Sono i nuovi eremiti? Il loro stile di vita, però, non è caratterizzato dalla meditazione, ma da letargia, incomunicabilità, isolamento, segnali premonitori riconoscibili e che richiederebbero interventi tempestivi, programmati da famiglia, scuola e figure professionali di riferimento. L’autoesclusione è un disagio psichico che non si risolve spontaneamente; richiede affetto, attenzione, impegno, fatica, tolleranza della frustrazione quando, come è noto a tanti genitori, gli sforzi non producono risultati, e si precipita in una solitudine non meno respingente di quella dei propri figli.

Di certo, gli hikikomori sono gli “eremiti sociali” di una contemporaneità esasperatamente competitiva. Il 52° Rapporto Censis dipinge gli italiani sempre più delusi e incattiviti (e l’analisi sociologica è suffragata da numeri e statistiche), affetti da “una sorta di sovranismo psichico prima ancora che politico” che “assume i profili paranoici della caccia al capro espiatorio, quando la cattiveria diventa la leva cinica di un presunto riscatto e si dispiega in una conflittualità latente, individualizzata, pulviscolare”. Sono parole forti, volte a scuotere le coscienze. Più l’aggressività diventa feroce, più il ritiro ha la valenza di un suicidio sociale. Ma se la decisione è sparire, vince il nulla.

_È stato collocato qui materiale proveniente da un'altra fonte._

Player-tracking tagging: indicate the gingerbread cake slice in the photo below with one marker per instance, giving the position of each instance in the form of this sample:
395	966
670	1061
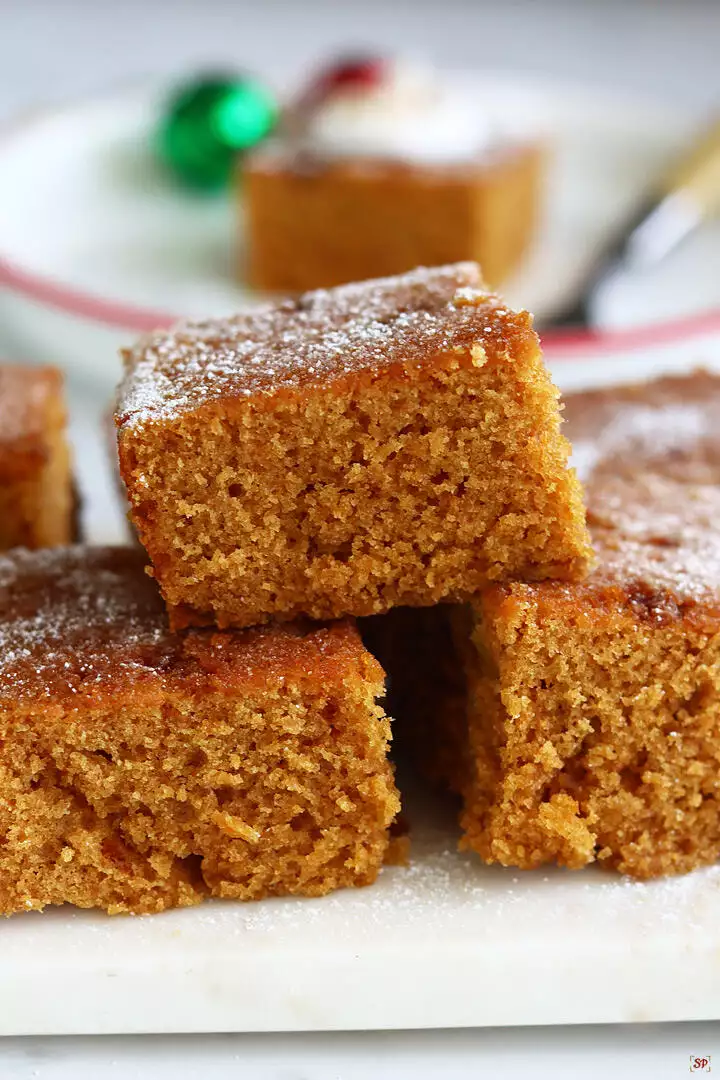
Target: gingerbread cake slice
388	443
593	726
37	495
141	770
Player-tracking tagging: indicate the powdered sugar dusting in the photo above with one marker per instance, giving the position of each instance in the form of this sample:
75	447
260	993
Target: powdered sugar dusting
670	426
314	339
661	535
76	619
24	392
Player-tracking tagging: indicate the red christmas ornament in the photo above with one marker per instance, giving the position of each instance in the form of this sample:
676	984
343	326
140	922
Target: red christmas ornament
353	72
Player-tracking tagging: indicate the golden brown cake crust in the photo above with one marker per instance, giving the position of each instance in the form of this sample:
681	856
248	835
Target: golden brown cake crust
140	771
318	340
77	622
310	224
594	707
390	443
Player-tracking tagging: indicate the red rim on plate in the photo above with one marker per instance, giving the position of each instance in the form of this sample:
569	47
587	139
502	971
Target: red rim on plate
116	313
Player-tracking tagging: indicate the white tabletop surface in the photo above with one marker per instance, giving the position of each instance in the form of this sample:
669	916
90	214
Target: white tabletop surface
51	50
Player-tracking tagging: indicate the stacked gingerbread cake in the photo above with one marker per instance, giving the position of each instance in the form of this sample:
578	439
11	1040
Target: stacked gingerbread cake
202	718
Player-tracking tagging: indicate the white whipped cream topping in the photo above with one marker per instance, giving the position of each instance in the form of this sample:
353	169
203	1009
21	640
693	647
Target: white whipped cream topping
409	117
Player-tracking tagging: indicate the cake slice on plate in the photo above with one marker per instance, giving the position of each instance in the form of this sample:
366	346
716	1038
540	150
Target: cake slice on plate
594	709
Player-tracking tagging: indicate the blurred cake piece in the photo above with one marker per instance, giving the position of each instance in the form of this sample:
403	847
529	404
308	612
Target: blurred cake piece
390	443
38	501
143	770
382	167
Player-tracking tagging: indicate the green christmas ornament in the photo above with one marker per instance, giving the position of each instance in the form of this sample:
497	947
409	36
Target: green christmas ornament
208	122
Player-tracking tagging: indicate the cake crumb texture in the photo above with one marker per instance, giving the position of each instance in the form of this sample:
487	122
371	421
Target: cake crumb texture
593	709
390	443
140	770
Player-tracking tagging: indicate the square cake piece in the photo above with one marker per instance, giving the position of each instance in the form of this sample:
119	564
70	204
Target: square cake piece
594	710
310	225
391	443
37	496
141	770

La forma estrema dell’ autoesclusione è ancora solo un grido d’allarme? O il regno di Danimarca è marcio dalle fondamenta?

Per chi fugge da un mondo che non comprende e dal quale non si sente compreso, non c’è magia che funzioni. Forse, per dare un segno di vitalità positiva da parte del consorzio umano, bisognerebbe rispondere al bisogno d’amore. E questo, al di là di dotte analisi e complicati interventi, resta un concetto semplice, comprensibile a tutti, come ben sapeva John Lennon, da sempre affascinato dal potere degli slogan che uniscono la gente. “All you need is love” non presenta difficoltà interpretative. È un messaggio chiaro; l’amore è tutto quello che serve.